View Source LastCrusader.Micropub.PostTypeDiscovery (Last Crusader v0.11.0)

Indieweb Post Type discovery implementation

see https://indieweb.org/post-type-discovery

Post Type Discovery specifies an algorithm for consuming code to determine the type of a post by its content properties and their values rather than an explicit “post type” property, thus better matched to modern post creation UIs that allow combining text, media, etc in a variety of ways without burdening users with any notion of what kind of post they are creating.

The Post Type Discovery algorithm ("the algorithm") discovers the type of a post given a data structure representing a post with a flat set of properties (e.g. Activity Streams (1.0 or 2.0) JSON, or JSON output from parsing [microformats2]), each with one or more values, by following these steps until reaching the first "it is a(n) ... post" statement at which point the "..." is the discovered post type.

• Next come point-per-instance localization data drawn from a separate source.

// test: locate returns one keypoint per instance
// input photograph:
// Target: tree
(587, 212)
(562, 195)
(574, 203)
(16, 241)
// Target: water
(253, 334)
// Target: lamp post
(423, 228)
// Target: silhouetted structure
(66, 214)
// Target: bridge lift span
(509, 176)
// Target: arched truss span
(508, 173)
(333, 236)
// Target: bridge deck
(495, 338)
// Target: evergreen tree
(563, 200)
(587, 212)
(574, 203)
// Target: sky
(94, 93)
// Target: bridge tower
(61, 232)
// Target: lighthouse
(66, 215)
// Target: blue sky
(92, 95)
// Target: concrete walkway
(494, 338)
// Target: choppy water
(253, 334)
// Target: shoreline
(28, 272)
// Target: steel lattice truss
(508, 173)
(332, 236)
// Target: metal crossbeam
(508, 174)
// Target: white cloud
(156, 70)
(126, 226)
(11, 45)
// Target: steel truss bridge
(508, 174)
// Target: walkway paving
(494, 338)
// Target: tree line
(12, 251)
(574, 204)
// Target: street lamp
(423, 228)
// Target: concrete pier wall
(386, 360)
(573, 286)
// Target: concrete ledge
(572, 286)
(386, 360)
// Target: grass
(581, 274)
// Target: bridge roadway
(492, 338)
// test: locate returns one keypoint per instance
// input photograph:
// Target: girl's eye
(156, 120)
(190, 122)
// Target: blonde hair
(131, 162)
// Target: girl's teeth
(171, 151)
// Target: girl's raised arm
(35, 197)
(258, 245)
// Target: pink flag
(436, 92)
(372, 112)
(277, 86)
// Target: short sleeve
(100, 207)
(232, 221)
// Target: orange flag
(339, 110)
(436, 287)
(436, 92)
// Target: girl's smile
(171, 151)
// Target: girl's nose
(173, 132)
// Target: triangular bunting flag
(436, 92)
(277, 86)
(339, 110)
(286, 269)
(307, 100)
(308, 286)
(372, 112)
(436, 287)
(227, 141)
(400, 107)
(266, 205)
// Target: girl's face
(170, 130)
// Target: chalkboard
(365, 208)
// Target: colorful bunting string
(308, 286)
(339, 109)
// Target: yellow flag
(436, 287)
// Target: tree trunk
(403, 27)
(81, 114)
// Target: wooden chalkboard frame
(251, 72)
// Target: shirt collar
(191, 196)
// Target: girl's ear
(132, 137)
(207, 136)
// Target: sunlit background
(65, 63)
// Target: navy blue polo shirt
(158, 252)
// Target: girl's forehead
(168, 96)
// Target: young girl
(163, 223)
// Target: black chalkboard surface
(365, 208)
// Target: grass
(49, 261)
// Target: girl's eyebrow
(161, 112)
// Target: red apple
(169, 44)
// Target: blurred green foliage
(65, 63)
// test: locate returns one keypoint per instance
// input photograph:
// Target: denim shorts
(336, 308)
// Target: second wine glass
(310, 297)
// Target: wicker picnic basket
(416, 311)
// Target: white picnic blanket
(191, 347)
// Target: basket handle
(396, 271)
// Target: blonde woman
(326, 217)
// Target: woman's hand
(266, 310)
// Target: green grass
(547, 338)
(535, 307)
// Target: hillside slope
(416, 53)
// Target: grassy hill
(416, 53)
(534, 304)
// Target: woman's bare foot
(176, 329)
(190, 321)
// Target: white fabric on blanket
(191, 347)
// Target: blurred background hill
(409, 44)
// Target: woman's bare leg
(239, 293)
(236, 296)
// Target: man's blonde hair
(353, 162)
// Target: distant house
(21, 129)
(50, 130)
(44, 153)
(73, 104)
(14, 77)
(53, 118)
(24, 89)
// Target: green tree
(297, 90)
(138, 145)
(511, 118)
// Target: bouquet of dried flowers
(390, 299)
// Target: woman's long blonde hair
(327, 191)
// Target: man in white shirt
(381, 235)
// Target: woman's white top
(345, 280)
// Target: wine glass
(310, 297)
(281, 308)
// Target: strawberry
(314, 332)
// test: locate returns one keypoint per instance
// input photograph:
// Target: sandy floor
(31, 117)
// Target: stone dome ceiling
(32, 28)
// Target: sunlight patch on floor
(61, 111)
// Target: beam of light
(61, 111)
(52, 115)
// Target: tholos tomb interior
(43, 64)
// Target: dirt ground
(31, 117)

  1. If the post has an "rsvp" property with a valid value,
  Then it is an RSVP post.
  2. If the post has an "in-reply-to" property with a valid URL,
  Then it is a reply post.
  3. If the post has a "repost-of" property with a valid URL,
  Then it is a repost (AKA "share") post.
  4. If the post has a "like-of" property with a valid URL,
  Then it is a like (AKA "favorite") post.
  5. If the post has a "video" property with a valid URL,
  Then it is a video post.
  6. If the post has a "photo" property with a valid URL,
  Then it is a photo post.
  7. If the post has a "content" property with a non-empty value,
  Then use its first non-empty value as the content
  8. Else if the post has a "summary" property with a non-empty value,
  Then use its first non-empty value as the content
  9. Else it is a note post.
  10. If the post has no "name" property
    or has a "name" property with an empty string value (or no value)
  Then it is a note post.
  11. Take the first non-empty value of the "name" property
  12. Trim all leading/trailing whitespace
  13. Collapse all sequences of internal whitespace to a single space (0x20) character each
  14. Do the same with the content
  15. If this processed "name" property value is NOT a prefix of the processed content,
  Then it is an article post.
  16. It is a note post.

Quoted property names in the algorithm are defined in h-entry.

Summary

Functions

Discover the post type according to the official algorithm. Can be

Determine whether the name property represents an explicit title.

Types

post_type()

@type post_type() ::
  :note
  | :article
  | :bookmark
  | :rvsp
  | :in_reply_to
  | :like_of
  | :video
  | :photo

Functions

discover(post)

@spec discover(any()) :: post_type()

Discover the post type according to the official algorithm. Can be:

  • :note
  • :article
  • :bookmark
  • :rvsp
  • :in_reply_to
  • :like_of
  • :video
  • :photo

name_is_title?(name, content)

@spec name_is_title?(String.t(), String.t()) :: boolean()

Determine whether the name property represents an explicit title.

see one python implementation because the official algo explanation is not clear at all (to me). I took documentation (and unit tests) from it:

Typically when parsing an h-entry, we check whether p-name == e-content (value). If they are non-equal, then p-name likely represents a title.

However, occasionally we come across an h-entry that does not provide an explicit p-name. In this case, the name is automatically generated by converting the entire h-entry content to plain text. This definitely does not represent a title, and looks very bad when displayed as such.

To handle this case, we broaden the equality check to see if content is a subset of name. We also strip out non-alphanumeric characters just to make the check a little more forgiving.